Binary data is usually more efficient than text, unless the data is already in a text format. Some gains can be made by transforming highly verbose formats like XML, or JSon into a binary format which is turned back into text when retrieved. This is a format specific compression which can work well even when compared generic compression (See next)
Converting to a binary format can reduce the size of data by a factor from 3 to 10 times. If the format can be lossy, you can save even more space. (e.g. can white space be dropped) If generic compression is also used you can get compression ratios of 20 to 200 times.
Should the Data be Compressed?
Compressing data is a trade of between CPU and space consumed. There are a number of compression strategies which either use less CPU but don't compress as well, to strategies which use more CPU and compact data further.
This can not only save disk space but memory consumption as well. This allows you to scale the amount of data you can store efficiently.
If you have plenty of memory, you might want to avoid compression to save CPU.
If your data entries are large, compressing each individual entry can work well. If your data entries are small, you can get significant gains by compressing blocks of entries.
You might even need a hybrid approach where recent data is not compressed but longer term data is compressed asynchronously.
If you use generic compression, you can get compression ratios of between 5 to 50 times.

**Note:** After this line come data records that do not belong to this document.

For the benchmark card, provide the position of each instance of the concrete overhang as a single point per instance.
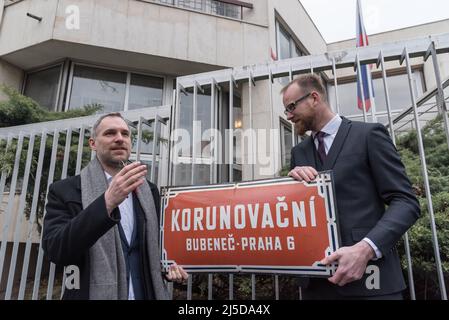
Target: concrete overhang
(50, 51)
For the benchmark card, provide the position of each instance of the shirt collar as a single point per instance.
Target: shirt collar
(108, 177)
(331, 128)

In a Reactive System, Can a Consumer Consolidate the Updates it Missed?
If you have a slow consumer in your system, you want a simple way to catch up. You will always have consumers which are momentarily behind, but in some systems, they might be a long way behind. In Chronicle Queue for example, a consumer can be more than main memory behind the producer as it never drops updates.
If you drop updates, you can quickly catch up assuming there is lots of updates for the same key, or there is a simple consolidation strategy.

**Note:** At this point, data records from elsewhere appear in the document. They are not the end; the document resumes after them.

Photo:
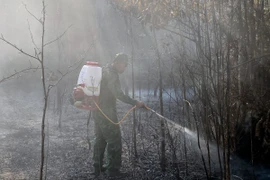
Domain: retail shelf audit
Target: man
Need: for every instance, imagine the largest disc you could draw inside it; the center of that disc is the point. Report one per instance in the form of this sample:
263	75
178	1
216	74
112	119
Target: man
108	134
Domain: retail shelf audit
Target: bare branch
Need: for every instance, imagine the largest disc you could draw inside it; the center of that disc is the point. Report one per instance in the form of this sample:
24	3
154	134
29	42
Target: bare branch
254	59
32	13
13	45
17	73
59	37
32	38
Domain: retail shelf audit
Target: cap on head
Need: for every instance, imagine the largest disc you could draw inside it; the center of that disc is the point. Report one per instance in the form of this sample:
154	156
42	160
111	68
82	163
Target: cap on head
121	57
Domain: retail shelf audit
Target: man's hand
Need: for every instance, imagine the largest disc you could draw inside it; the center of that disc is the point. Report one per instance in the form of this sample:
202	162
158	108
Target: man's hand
140	104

There are times when you need see every event/message/alteration no matter how old they are. This is useful for auditing purposes.

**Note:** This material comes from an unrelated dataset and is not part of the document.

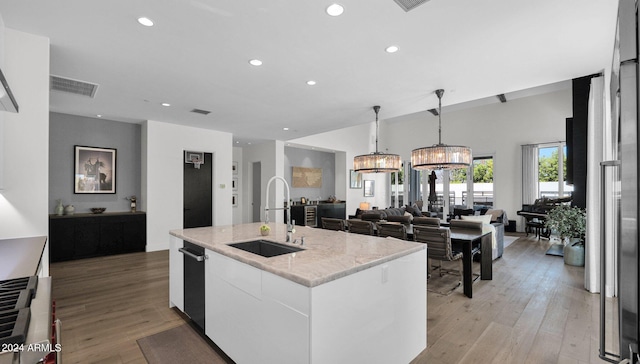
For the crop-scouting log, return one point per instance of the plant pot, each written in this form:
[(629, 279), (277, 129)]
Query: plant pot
[(574, 255)]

You might need a hybrid approach where every event is being recorded but some consumers can skip to the latest update for a key.
In a transactional data with a high per transaction overhead, using batching can really help. Batching is also useful for IO operations again to reduce overhead.
Most of our solutions try to have a very low overhead per transaction to minimise latency so the addition of batch can introduce more overhead than it saves.
More Robust Security Models
You may need to be able to control access to individual sets, but you might also need to add Access Control Lists to every individual key.
You might need access to entries to be based on the contents of those entries. For example employees in New York might be able to update entries with a location=New York. Employees in a region, organisation or team can manage their own data.
Time Stamping Changes
Should updates/event be timestamped? This can be useful, but a non-trivial overhead if not used.
Auditing Information and Simplified Security
When a change is made you may need to record additional informations such as; who made the change, when, or from which client. This is useful for auditing purposes and simplifying your security model.
Using auditing can encourage users to be more considered about the changes they make. They can still perform actions which you might want to perform rarely, but the users know you can track exactly who did what and when.
If you also have the ability to reverse/correct changes made, this can be another way to deal with mistakes.
What About Remote Access, Object Serialization, and Monitoring?
Chronicle Journal is built on Chronicle Engine and offers all the same functionality that Engine does. Journal provides a customised data store for Engine to distribute.
Is Chronicle Journal Open Source?
We have two open source data storage solutions, Chronicle Queue and Chronicle Map which work for specific use cases very well and you may wish to try these first to see if they do what you need.
Chronicle Journal is designed to be more customizable which in turn needs more consulting to realise the solution. As such it is on GitHub but only accessible to clients with a support agreement.